Les préoccupations environnementales ont renforcé l’intérêt porté aux produits verriers. On redécouvre que le principe de l’effet de serre peut être bénéfique. En captant passivement l’énergie solaire, les bulles de verre, les verrières des façades à doubles enveloppes et les loggias fermées sont devenues en quelques années les dispositifs les plus couramment employés pour contrôler la consommation énergétique d’une construction. Le verre s’inscrit paradoxalement dans un rapport nature/culture avec le bois, autre star des temps écologiques. Elément de construction longtemps déconsidéré dans les pays latins, le bois, dont l’utilisation connaît un renouveau sans précédent, est, plus que tout autre un matériau vivant et naturel. Nécessitant un process industriel réduit pour sa fabrication comme pour sa mise en œuvre, on lui prête d’innombrables vertus dont celle de puits à carbone. Apprécié pour ses qualités esthétiques, il coïncide parfaitement avec les grands fantasmes de la société du Grenelle de l’Environnement. Et puis, grande nouveauté : le bois n’est plus caché. Construire en bois atteste d’une démarche écoresponsable, aussi le matériau doit-il apparaître dans toute sa splendeur, sans peinture et si possible sans vernis. L’alliance du verre et du bois trouve alors toute sa pertinence puisque la transparence du premier permet de mettre en valeur les qualités, réelles ou supposées du second. La double peau et les verrières font apparaître les charpentes et les bardages. Les structures bois, en support de vitrage soulignent les affinités nouvelles entre une technologie fine et sophistiquée et l’image de la nature presque à l’état brut. Aujourd’hui le développement des résilles, lattis et claustras renouvelle et multiplie les possibilités d’utilisation du bois avec des propriétés de transparence et de légèreté qui favorise son association avec des grandes surfaces de vitrage.
Cette alliance affirmée entre le verre et le bois doit beaucoup aux perfectionnements technologiques dont ont fait l’objet les deux matériaux. En s’appuyant sur de nouveaux modes de calcul de résistance des matériaux, l’avènement des systèmes de construction métallique au XIXe siècle avait paradoxalement favorisé l’évolution des techniques de charpente traditionnelles. L’utilisation du bois pour la fabrication de grands échafaudages et, plus tard, dans l’industrie aéronautique pour les structures des cellules et des voilures d’avion, seront d’autres vecteurs de cette modernité. La découverte de nouveaux procédés d’assemblage, l’apparition de colles performantes, puis de pièces de jonction et d’articulation métalliques en fonte ou en acier, et les déclinaisons multiples des produits du bois, comme le contreplaqué, l’aggloméré et le lamellé-collé, ont ensuite permis le développement de structures légères et résistantes.

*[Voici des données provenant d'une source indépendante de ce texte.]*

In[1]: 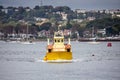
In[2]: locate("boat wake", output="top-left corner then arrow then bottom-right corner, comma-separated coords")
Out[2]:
35,59 -> 83,63
20,42 -> 35,44
1,57 -> 117,63
0,57 -> 82,63
35,57 -> 116,63
87,41 -> 100,44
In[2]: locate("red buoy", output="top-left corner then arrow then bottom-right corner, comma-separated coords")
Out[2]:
107,42 -> 112,47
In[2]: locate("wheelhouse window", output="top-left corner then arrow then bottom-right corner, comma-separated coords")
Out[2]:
61,39 -> 63,42
58,39 -> 60,42
55,39 -> 56,42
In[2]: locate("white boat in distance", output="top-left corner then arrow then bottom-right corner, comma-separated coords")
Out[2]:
20,41 -> 35,44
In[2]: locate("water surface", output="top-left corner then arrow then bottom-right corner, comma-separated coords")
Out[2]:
0,41 -> 120,80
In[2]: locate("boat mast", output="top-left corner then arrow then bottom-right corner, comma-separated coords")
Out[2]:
47,38 -> 50,45
40,0 -> 43,6
92,26 -> 95,38
68,38 -> 70,44
25,22 -> 29,41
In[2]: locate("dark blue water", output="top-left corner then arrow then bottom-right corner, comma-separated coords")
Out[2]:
0,41 -> 120,80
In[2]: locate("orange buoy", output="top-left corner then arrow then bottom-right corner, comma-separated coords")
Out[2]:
107,42 -> 112,47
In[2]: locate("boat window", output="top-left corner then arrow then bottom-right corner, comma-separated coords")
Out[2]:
61,39 -> 63,42
55,33 -> 62,37
58,40 -> 60,42
55,39 -> 56,42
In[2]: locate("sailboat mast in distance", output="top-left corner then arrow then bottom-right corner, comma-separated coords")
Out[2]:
40,0 -> 43,6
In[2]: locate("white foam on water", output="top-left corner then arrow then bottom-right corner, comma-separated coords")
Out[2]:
20,41 -> 36,45
35,58 -> 84,63
87,41 -> 100,44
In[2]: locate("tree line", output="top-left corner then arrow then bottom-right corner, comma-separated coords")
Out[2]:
0,5 -> 120,38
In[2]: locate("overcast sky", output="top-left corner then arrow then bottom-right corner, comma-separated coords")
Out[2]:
0,0 -> 120,10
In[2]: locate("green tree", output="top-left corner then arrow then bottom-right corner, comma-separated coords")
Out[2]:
39,22 -> 52,31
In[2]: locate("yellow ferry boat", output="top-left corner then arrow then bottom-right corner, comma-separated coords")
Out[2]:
43,31 -> 73,62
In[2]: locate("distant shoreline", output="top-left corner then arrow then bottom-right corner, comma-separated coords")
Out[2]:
78,38 -> 120,42
1,38 -> 120,42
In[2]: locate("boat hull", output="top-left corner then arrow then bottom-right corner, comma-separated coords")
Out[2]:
43,51 -> 72,61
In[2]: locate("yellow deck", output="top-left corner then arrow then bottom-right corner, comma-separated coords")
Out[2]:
43,31 -> 73,61
43,51 -> 72,61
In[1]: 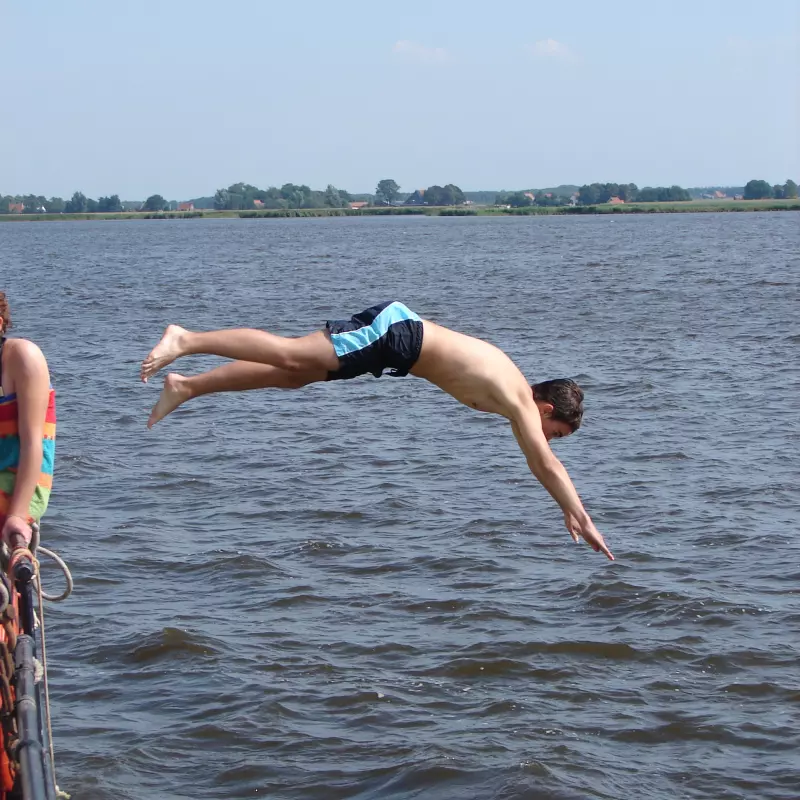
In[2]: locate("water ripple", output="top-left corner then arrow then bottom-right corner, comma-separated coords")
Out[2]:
3,213 -> 799,799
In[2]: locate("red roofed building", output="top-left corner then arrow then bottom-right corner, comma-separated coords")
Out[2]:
178,202 -> 194,212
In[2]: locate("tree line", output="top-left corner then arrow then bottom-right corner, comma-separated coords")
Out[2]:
212,182 -> 357,210
743,179 -> 798,200
4,177 -> 798,215
495,183 -> 693,207
211,180 -> 467,209
1,191 -> 173,214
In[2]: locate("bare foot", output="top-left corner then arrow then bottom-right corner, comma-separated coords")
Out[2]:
141,325 -> 188,383
147,373 -> 192,428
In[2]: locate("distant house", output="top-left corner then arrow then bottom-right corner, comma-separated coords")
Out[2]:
524,192 -> 535,201
713,191 -> 727,199
252,199 -> 264,209
178,202 -> 195,212
8,202 -> 23,214
405,189 -> 426,205
608,196 -> 625,205
569,194 -> 579,206
349,201 -> 368,210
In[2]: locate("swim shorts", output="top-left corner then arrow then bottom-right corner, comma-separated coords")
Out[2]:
325,301 -> 423,380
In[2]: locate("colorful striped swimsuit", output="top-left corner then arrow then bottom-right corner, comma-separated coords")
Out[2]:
0,338 -> 56,523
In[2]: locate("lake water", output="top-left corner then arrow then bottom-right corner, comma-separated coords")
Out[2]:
2,212 -> 799,799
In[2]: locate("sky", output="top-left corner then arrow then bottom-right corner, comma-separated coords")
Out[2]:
1,0 -> 798,199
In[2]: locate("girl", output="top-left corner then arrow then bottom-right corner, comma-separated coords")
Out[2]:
0,292 -> 56,547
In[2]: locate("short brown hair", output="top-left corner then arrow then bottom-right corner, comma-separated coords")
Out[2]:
532,378 -> 584,431
0,292 -> 11,335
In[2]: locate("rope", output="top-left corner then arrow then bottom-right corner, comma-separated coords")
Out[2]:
25,524 -> 72,796
34,547 -> 73,603
35,556 -> 58,797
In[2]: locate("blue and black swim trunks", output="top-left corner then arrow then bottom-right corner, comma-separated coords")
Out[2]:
325,301 -> 423,381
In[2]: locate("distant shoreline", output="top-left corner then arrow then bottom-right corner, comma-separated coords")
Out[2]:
1,198 -> 798,222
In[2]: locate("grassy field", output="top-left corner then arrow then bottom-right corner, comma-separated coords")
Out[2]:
1,199 -> 798,222
481,198 -> 800,215
0,210 -> 213,222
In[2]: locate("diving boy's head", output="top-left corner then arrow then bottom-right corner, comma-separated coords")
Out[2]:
0,292 -> 11,335
532,378 -> 584,441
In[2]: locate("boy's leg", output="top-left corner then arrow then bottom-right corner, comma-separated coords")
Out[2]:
147,360 -> 326,428
141,326 -> 338,382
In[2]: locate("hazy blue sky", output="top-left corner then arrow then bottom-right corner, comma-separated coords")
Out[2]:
2,1 -> 798,199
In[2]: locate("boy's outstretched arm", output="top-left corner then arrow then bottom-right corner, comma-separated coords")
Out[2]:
510,409 -> 614,561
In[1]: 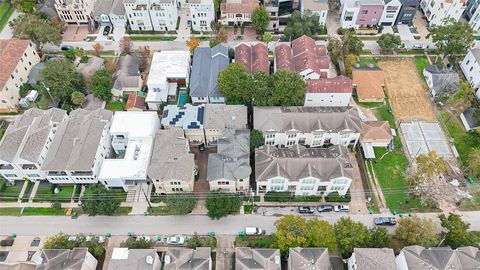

Dans le même temps les produits verriers et leurs techniques de mise en œuvre connaissaient de nombreux perfectionnements. Des vitrages plus résistants, feuilletés ou trempés ont favorisé la mise au point de verrières et de planchers de verre de grande portée. Des doubles et triples vitrages isolants thermiques, intégrant des filtres solaires, sont apparus, présentant des performances sans cesse améliorées en matière d’isolation thermique et phonique. Les façades entièrement vitrées sont aujourd’hui courantes.
Avec l’évolution des techniques de parcloses et l’apparition des joints caoutchouc, puis néoprène et silicone, et la mise au point des profilés drainants, l’étanchéité des verrières est devenue presque parfaite. Les systèmes d’agrafes métalliques articulées employés pour les verrières plates ou les façades, ont permis aux vitrages de mieux réagir aux inévitables contraintes de mouvement des structures bois.
Quelle que soit la technologie retenue, réunir les deux matériaux nécessite une conception rigoureuse et exige une mise en œuvre qui ne supporte aucune approximation. En reliant le concept structurel à la problématique spatiale dans une syntaxe peu adaptée aux pratiques d’industrialisation totale, l’usage conjugué du bois et du verre, contribue à replacer l’architecte au cœur du processus de conception.